"Per le complesse (e complicate) dinamiche del tifo organizzato milanese si tratta di un episodio senza precedenti. E destinato a lasciare una ferita indelebile nella Curva nord interista. Tanto che in Questura c’è una certa preoccupazione anche se i contorni esatti della vicenda sono ancora al centro delle indagini della Digos. Quel che è certo, però, è che nei pub e nei locali «caldi» del tifo da ore non si parla d’altro". Comincia così il racconto del Corriere della Sera in merito a quanto successo sabato sera, durante il match con l’Udinese, quando lo storico capo ultrà Franco Caravita è stato preso a pugni in curva da Vittorio Boiocchi, ex anima dei Boys San negli anni Ottanta.
"Sabato sera, stadio Meazza di San Siro. In campo l’Inter di Antonio Conte vince con un po’ di fatica contro l’Udinese. Al secondo anello verde gli ultrà cantano ed espongono uno striscione di sostegno all’ex difensore dell’Inter dei record (1988/89) Alberto Rivolta, da Lissone, che sta affrontando una dura malattia. A un certo punto, però, dagli spalti si alza un coro che sorprende molti: «Vittorio uno di noi/Vittorio uno di noi».
Per chi mastica un po’ di curva, non è difficile risalire all’identità del misterioso «Vittorio». Si tratta di Vittorio Boiocchi, 66 anni, negli anni Ottanta e nei primi Novanta tra i capi dello storico gruppo «Boys san». La sua storia è però legata ad altre vicende - si legge sull'articolo del CorSera -. E sono questioni criminali al centro di diverse inchieste antimafia. Anche con gli uomini del clan Fidanzati e Guzzardi di Cosa Nostra. Tanto che alla fine degli anni Novanta per Boiocchi piovono condanne pesantissime per narcotraffico e rapina. Il cumulo è una batosta da 30 anni di carcere.
Quando esce dal carcere, Boiocchi torna (timidamente) ad affacciarsi a San Siro. Dice di aver chiuso con il traffico di droga e anche con il tifo organizzato. Ma in poco tempo la sua presenza inizia a farsi sentire. Tanto che dopo il diluvio giudiziario che si abbatte sui vertici della Nord per gli scontri con i napoletani prima della partita di Santo Stefano 2017, dove morì l’ultrà Dede Belardinelli (l’inchiesta per omicidio è ancora in corso), Boiocchi aveva avuto un peso notevole nelle nomine del nuovo «direttorio» della nuova Curva Nord.
Sabato sera, quando parte il coro, in curva sono in molti a storcere il naso. Tra tutti, Franchino Caravita, 60 anni, storico capo e portavoce ultrà interista. Un personaggio carismatico che ha attraversato quasi 50 anni di stadio, con anche qualche inciampo con la giustizia. Ma comunque il nome più rappresentativo del tifo interista. Anche nei rapporti con la società.
Caravita lascia il posto sugli spalti, cerca Boiocchi e gli si avvicina.
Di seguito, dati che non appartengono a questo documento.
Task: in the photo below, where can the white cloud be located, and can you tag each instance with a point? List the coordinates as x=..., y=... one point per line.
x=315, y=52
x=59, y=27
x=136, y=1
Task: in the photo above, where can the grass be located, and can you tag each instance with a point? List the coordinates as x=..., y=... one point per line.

I due iniziano a discutere vicino all’ingresso della gradinata. I testimoni raccontano della violenta reazione del 66enne che sferra due pugni in faccia a Caravita. Lui rimane stordito prima che altri ultrà cerchino di riportare la calma. La tensione però non cala e a fine partita, quando gli ultrà si riversano al «Baretto» di San Siro, l’atmosfera è elettrica. Caravita riunito all’interno con alcuni «fedelissimi». Altri gruppi all’esterno impegnati in frenetiche discussioni e Boiocchi che si allontana «sorridente». Più tardi, però, il 66enne è stato colpito da un grave malore cardiaco, tanto che ieri è stato sottoposto ad un intervento di angioplastica ed è ricoverato in terapia intensiva. Malori cardiaci che nulla hanno a che vedere con quanto successo allo stadio e che già in passato si erano fatti sentire.
La vittima del pestaggio, invece, per il momento non ha sporto denuncia. Ed è scontato che ciò non avvenga, visto che una delle regole del mondo ultrà è quella di risolvere le questioni senza divise di mezzo. Anche se di fronte a un pedigree criminale come quello di Boiocchi, pensare a reazioni o vendette rischia di innescare una guerra suicida. Di certo il segnale preoccupa e non poco, vista l’azione così plateale davanti moltissimi frequentatori della curva. Molti ora temono che l’ala più interessata agli affari criminali e meno al tifo, possa prendere il controllo della Nord. Non si sa se quanto successo sia l’inizio di una scalata o solo una prova di forza. In ogni caso un segnale pericoloso", chiosa il quotidiano.